Григорий ринулся вперед, как глупый мотылек на пламя свечи. Да только и он не мотылек, и свечка великовата… Хотел было прорваться внутрь, но почти мгновенно понял, что не получится. Жар от часовни шел такой, что его едва остывшая изнанка снова занялась болью. Григорий отшатнулся, закружил вокруг полыхающих стен, попытался заглянуть в провалы окон. Не пускал огонь, скалился, рычал, словно зверь. Куснул даже за руку. Было больно, но не сильно. Рану Григорий заметил лишь потому, что шкура на руке начала облезать, да противно завоняло горелым мясом. Он пробовал кричать, звать сына, но рев огня заглушал его слабый голос. Накатило отчаяние, такое сильное, что захотелось войти в это кострище, чтобы разом все порешать, чтобы все закончилось.
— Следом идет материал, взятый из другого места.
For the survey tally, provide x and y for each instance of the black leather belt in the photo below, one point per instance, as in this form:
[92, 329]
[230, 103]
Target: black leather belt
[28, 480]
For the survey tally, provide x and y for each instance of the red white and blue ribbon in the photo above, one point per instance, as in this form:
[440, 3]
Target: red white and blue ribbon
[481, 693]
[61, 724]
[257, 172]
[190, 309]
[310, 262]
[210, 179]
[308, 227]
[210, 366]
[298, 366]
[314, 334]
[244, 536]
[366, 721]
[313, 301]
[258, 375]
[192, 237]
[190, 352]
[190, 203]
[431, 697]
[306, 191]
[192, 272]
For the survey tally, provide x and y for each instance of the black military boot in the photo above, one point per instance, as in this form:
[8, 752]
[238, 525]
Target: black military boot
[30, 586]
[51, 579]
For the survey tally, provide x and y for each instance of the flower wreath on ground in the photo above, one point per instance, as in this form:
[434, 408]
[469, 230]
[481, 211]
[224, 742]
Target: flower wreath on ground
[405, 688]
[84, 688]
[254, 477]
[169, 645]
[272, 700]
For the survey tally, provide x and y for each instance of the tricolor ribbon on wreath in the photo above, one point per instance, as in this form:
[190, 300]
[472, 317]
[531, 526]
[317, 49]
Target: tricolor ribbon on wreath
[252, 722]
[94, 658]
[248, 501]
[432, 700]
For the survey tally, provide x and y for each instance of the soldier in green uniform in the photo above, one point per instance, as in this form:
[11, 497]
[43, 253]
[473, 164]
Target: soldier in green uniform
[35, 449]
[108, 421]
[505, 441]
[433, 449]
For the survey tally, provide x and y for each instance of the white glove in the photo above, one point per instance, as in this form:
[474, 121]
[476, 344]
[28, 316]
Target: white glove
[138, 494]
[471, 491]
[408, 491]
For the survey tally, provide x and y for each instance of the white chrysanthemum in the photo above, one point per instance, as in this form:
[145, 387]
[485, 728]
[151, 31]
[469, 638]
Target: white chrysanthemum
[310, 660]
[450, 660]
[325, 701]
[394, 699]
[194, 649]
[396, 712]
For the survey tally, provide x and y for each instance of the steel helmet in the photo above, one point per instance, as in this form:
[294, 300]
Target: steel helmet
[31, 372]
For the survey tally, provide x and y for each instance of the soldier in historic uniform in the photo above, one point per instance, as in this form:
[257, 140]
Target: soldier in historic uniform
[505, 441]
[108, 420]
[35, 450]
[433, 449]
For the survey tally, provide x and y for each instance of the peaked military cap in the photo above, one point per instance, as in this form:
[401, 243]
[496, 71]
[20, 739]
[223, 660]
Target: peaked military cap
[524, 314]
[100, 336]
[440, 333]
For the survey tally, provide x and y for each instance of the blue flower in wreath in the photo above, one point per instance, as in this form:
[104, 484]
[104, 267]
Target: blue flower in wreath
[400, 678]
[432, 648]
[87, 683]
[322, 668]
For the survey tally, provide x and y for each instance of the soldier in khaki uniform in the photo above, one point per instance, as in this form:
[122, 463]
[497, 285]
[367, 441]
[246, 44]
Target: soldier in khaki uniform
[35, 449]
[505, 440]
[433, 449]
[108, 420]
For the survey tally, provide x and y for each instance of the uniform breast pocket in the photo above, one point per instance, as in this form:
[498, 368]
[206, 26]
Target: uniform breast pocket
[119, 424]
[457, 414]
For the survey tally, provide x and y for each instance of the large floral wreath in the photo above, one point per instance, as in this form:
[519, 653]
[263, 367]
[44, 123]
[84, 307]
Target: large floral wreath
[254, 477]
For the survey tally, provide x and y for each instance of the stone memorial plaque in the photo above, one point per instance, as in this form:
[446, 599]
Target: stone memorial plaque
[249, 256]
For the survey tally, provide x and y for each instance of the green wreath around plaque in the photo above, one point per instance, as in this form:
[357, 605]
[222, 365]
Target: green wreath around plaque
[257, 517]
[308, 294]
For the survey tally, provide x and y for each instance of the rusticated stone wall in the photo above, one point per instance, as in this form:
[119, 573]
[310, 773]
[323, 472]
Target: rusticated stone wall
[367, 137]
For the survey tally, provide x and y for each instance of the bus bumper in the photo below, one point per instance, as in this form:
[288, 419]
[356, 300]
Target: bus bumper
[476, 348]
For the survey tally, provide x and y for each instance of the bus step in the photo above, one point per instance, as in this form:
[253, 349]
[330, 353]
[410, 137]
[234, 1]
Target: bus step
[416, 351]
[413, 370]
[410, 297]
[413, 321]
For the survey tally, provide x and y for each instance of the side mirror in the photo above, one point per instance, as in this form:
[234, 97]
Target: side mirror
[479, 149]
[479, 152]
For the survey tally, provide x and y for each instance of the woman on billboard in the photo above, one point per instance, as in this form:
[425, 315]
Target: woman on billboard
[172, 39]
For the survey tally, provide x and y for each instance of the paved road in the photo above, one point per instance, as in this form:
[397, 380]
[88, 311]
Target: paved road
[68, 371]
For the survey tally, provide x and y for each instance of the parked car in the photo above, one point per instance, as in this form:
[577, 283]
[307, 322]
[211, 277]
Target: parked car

Слабость была минутная. Никогда Григорий не поддавался хандре и унынию, верил в чуйку и фарт. Вот сейчас чуйка ему нашептывала, что Митяя в часовне может уже и не быть, что убежал, или забрали. Некогда разбираться! Забрали, а часовню подожгли, чтобы сбить упырей со следа. Вот и он сбился, не чует ничего, кроме вони пожарища. Не чует, но видел кое-что. В оранжерее видел.

Опоздал! И тут опоздал. Из трех теней осталось только одна, лежащая ничком на дорожке, истекающая кровью, погибельной кровью мертворожденных. Вот только Григория больше на кровь эту не тянуло. Как семь бабок его отходили! Или одна единственная, тетя Оля его отходила. Вытащила своей погибельной кровью с того света. С того света вытащила, а до этого может и не дотянула. Болтается он теперь ни живой, ни мертвый, ни голодный, ни сытый. Зато чует, вот сейчас остро и отчетливо чует тех, кто был в оранжерее до тети Оли. Думал, что забыл родного сына. Ан, нет, не забыл! Был тут Митяй, еще совсем недавно был! А вместе с ним Танюшка и Сева. А еще упырь… След Митяя и Севы слабый. Полчаса, считай, как ушли. Если Григорий поспешит, может, и нагонит. Но сначала нужно отдать долг, вернуть тете Оле то, что ее по праву. Все ж таки он пока еще больше человек, чем не-человек, а люди долги должны возвращать.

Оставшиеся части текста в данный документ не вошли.